Pero si nosotros en Navidad nos aferramos demasiado a eso solo, el nuevo comienzo de la vida que se da en el niño, entonces lo único que podría quedar en definitiva sería la tristeza: Porque también esto «nuevo» acaba por hacerse viejo y usado. También el niño será presa y botín de la muerte.
Si nosotros no tuviéramos otra cosa que celebrar que solo el idilio del nacimiento de un ser humano y de la infancia, entonces en último extremo no quedaría nada de tal idilio; entonces cabría preguntarse si el nacer no es algo triste, puesto que sólo lleva a la muerte. Por eso es tan importante observar que aquí ha ocurrido algo más: “El verbo se hizo carne”.

3. “Este niño es Hijo de Dios”. Aquí sucedió lo tremendo, lo impensable y, sin embargo, también lo siempre esperado: Dios vino a habitar entre nosotros. Él se unió tan inseparablemente con el hombre, que este hombre es efectivamente Dios de Dios, Luz de Luz y a la vez sigue siendo verdaderamente hombre.
Así vino a nosotros efectivamente el eterno sentido del mundo de tal forma que se le puede contemplar e incluso tocar. Pues lo que san Juan denomina “la palabra” o “el verbo” significa en griego al mismo tiempo algo así como el sentido. Según eso, podemos también traducir nosotros: El sentido se ha hecho carne.

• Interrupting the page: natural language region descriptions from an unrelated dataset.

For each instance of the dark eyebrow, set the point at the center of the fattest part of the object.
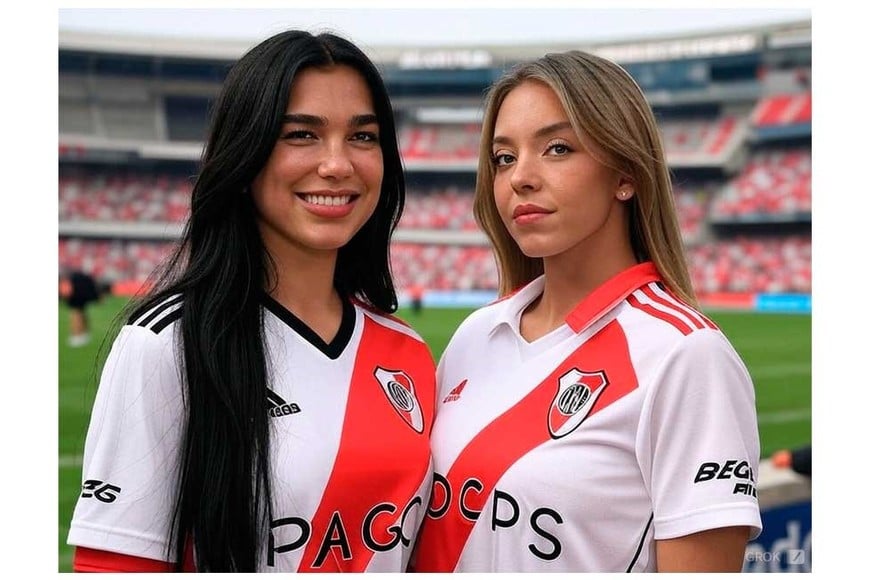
(361, 120)
(315, 121)
(540, 132)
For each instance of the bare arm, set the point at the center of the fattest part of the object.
(719, 550)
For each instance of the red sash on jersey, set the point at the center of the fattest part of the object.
(375, 437)
(509, 437)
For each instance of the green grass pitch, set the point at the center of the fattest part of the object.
(775, 347)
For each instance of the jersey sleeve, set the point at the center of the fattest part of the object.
(131, 453)
(698, 444)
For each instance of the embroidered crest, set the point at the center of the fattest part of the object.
(578, 391)
(399, 389)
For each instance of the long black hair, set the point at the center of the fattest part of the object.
(221, 269)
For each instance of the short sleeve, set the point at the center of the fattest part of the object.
(129, 471)
(698, 444)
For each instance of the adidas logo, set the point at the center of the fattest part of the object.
(278, 407)
(455, 393)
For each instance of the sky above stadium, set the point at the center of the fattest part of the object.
(382, 23)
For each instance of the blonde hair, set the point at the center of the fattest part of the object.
(604, 105)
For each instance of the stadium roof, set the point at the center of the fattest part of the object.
(704, 44)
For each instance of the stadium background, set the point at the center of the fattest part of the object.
(735, 112)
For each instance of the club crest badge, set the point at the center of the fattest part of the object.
(399, 389)
(578, 391)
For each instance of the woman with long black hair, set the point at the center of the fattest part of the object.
(260, 410)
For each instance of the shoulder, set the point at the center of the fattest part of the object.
(658, 307)
(389, 322)
(158, 317)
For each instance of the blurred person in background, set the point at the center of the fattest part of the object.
(592, 419)
(799, 460)
(81, 291)
(260, 410)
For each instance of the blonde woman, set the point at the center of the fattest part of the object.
(593, 419)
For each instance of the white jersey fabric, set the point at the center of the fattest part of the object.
(633, 422)
(350, 455)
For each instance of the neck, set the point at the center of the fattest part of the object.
(304, 286)
(569, 278)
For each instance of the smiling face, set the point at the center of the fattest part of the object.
(323, 179)
(551, 193)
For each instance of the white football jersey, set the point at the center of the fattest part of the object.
(350, 425)
(633, 422)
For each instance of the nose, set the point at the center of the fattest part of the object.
(524, 175)
(336, 163)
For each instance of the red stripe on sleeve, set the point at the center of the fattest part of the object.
(655, 312)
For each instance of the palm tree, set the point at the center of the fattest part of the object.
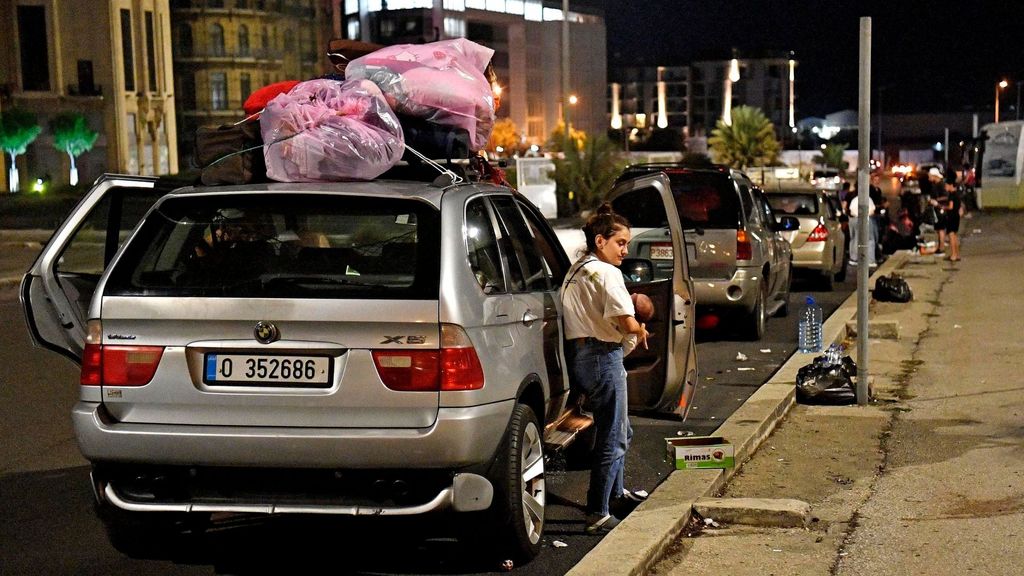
(73, 136)
(750, 140)
(832, 157)
(17, 129)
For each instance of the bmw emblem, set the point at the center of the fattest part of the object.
(265, 332)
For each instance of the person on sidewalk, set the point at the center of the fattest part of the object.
(952, 204)
(853, 209)
(601, 329)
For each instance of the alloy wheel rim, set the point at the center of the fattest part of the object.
(534, 491)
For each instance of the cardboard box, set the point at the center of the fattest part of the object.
(700, 452)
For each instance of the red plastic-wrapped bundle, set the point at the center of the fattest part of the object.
(330, 130)
(441, 82)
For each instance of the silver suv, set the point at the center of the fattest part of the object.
(364, 348)
(738, 259)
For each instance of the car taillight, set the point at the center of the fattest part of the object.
(115, 365)
(455, 367)
(744, 250)
(819, 234)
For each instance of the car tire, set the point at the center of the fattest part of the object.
(519, 487)
(756, 320)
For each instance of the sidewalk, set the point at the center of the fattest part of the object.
(926, 480)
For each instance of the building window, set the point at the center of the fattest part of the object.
(217, 40)
(128, 56)
(243, 40)
(184, 39)
(151, 52)
(245, 86)
(35, 49)
(218, 90)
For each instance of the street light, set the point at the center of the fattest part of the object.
(999, 86)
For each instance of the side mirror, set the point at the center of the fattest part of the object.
(786, 223)
(637, 270)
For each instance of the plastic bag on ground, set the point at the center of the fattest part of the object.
(441, 82)
(325, 130)
(829, 376)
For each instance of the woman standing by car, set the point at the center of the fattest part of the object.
(601, 329)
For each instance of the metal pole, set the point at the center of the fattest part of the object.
(565, 66)
(864, 219)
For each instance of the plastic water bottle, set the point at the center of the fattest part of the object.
(810, 327)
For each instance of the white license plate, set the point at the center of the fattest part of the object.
(225, 369)
(660, 251)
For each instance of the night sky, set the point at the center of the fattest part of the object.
(928, 56)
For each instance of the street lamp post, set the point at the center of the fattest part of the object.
(999, 86)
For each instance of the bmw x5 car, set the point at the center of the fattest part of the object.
(382, 347)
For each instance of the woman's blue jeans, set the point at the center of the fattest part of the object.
(598, 372)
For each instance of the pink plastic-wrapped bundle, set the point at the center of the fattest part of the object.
(330, 130)
(441, 82)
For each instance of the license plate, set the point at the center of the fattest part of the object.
(241, 369)
(660, 251)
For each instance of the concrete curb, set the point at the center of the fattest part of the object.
(642, 538)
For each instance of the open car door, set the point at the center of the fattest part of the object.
(57, 289)
(663, 376)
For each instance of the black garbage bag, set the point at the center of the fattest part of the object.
(892, 288)
(829, 376)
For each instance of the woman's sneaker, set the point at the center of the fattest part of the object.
(600, 524)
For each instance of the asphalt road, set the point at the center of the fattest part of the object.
(47, 526)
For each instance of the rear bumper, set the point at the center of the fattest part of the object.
(738, 292)
(459, 438)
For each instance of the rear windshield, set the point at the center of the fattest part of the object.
(284, 246)
(794, 204)
(706, 200)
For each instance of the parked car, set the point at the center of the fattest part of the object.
(366, 348)
(819, 243)
(826, 178)
(737, 257)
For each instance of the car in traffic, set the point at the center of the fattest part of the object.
(819, 242)
(385, 347)
(739, 261)
(826, 178)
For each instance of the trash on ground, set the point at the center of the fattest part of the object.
(700, 452)
(830, 375)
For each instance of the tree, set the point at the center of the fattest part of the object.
(73, 136)
(750, 140)
(504, 134)
(832, 156)
(587, 168)
(17, 129)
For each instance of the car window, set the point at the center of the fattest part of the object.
(794, 204)
(93, 244)
(282, 246)
(481, 243)
(706, 200)
(548, 248)
(528, 270)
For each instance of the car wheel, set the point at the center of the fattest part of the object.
(519, 486)
(755, 328)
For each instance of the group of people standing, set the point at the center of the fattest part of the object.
(939, 203)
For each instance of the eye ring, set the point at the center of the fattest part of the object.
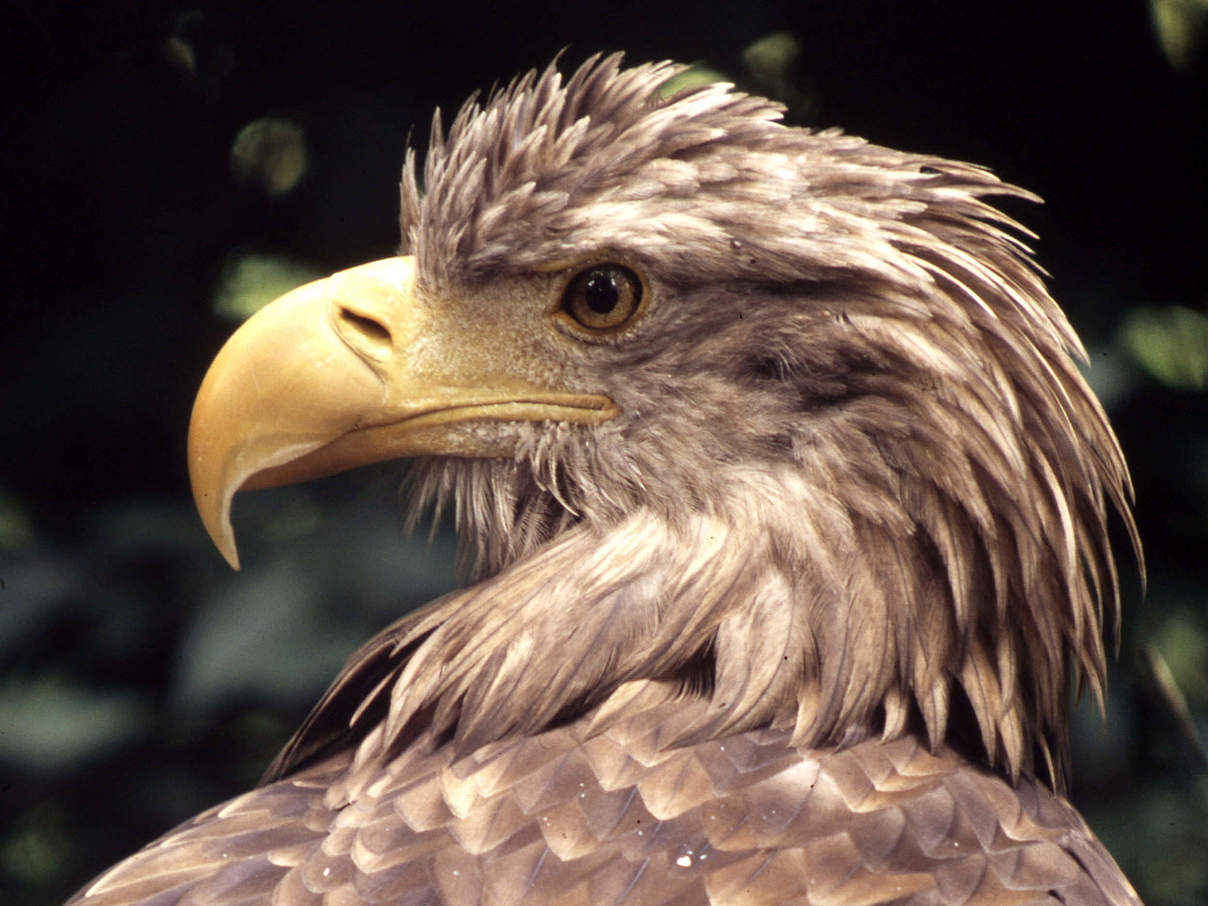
(603, 297)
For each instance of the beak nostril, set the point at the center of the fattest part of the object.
(367, 327)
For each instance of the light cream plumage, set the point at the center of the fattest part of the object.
(782, 571)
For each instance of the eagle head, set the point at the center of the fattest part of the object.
(726, 408)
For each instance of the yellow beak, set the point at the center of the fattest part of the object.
(348, 371)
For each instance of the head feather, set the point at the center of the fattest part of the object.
(858, 485)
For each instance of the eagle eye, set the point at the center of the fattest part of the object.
(603, 296)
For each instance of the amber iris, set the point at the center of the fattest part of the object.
(603, 296)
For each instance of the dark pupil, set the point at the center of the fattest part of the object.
(600, 291)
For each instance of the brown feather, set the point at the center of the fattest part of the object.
(797, 626)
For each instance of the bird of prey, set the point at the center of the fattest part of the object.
(784, 501)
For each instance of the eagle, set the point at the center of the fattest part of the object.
(784, 503)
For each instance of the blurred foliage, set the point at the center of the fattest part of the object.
(1180, 27)
(1171, 344)
(172, 170)
(271, 155)
(251, 282)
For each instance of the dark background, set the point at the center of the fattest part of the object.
(140, 680)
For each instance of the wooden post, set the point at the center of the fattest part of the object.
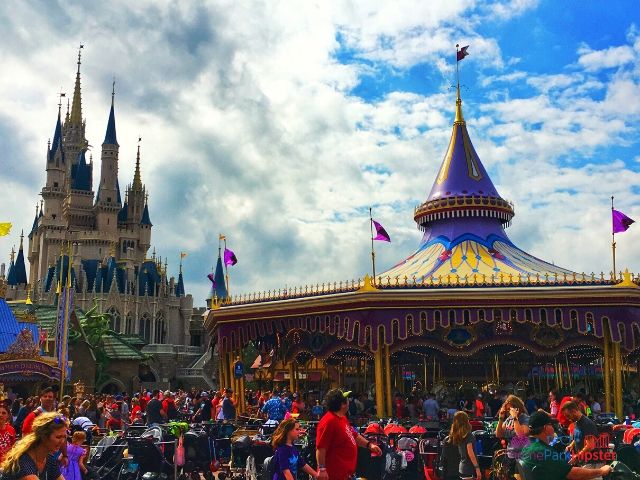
(606, 369)
(389, 399)
(379, 381)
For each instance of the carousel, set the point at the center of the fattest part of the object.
(468, 310)
(25, 365)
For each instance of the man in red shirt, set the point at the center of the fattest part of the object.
(337, 441)
(47, 400)
(562, 419)
(479, 407)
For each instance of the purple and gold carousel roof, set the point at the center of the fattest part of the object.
(463, 220)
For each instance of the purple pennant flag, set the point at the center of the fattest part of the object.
(620, 221)
(229, 257)
(382, 234)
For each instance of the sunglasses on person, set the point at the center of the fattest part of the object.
(60, 419)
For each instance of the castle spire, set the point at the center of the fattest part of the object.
(137, 181)
(57, 140)
(35, 223)
(76, 105)
(462, 179)
(110, 135)
(19, 276)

Pero este sentido no es simplemente una idea corriente que se pone de moda en el mundo. El sentido se ha aplicado a nosotros y ha vuelto a nosotros. El sentido es una palabra y nos llama, nos conduce. Está pensado para cada uno de nosotros de una manera totalmente personal. El mismo es una persona: el hijo del Dios vivo, que nació en el establo de Belén.
A muchos hombres nos parece esto demasiado hermoso para que sea verdadero. Aquí se nos dice: Sí, existe un sentido, pero éste no es una protesta impotente contra lo que carece de sentido. No. El sentido tiene poder. Es Dios. Y Dios es bueno y se halla totalmente próximo, al alcance de la voz, y se le puede alcanzar siempre desde que nació en Belén.

4. A veces me pregunto si somos demasiado orgullosos para ver a Dios. Él vino, sin embargo, como niño para quebrar nuestra soberbia. Tal vez nosotros capitularíamos antes frente al poder o a la sabiduría. Pero Él no quiere nuestra capitulación, sino nuestro amor. Él quiere librarnos de nuestra soberbia y así hacernos efectivamente libres. Evoquemos aquí parte de una nana de María a Jesús Niño del gran poeta san Efrén: “¡Qué descarado eres, niño, /que te tiras a los brazos de todos!/... Es como si tu amor / tuviese hambre de los hombres”.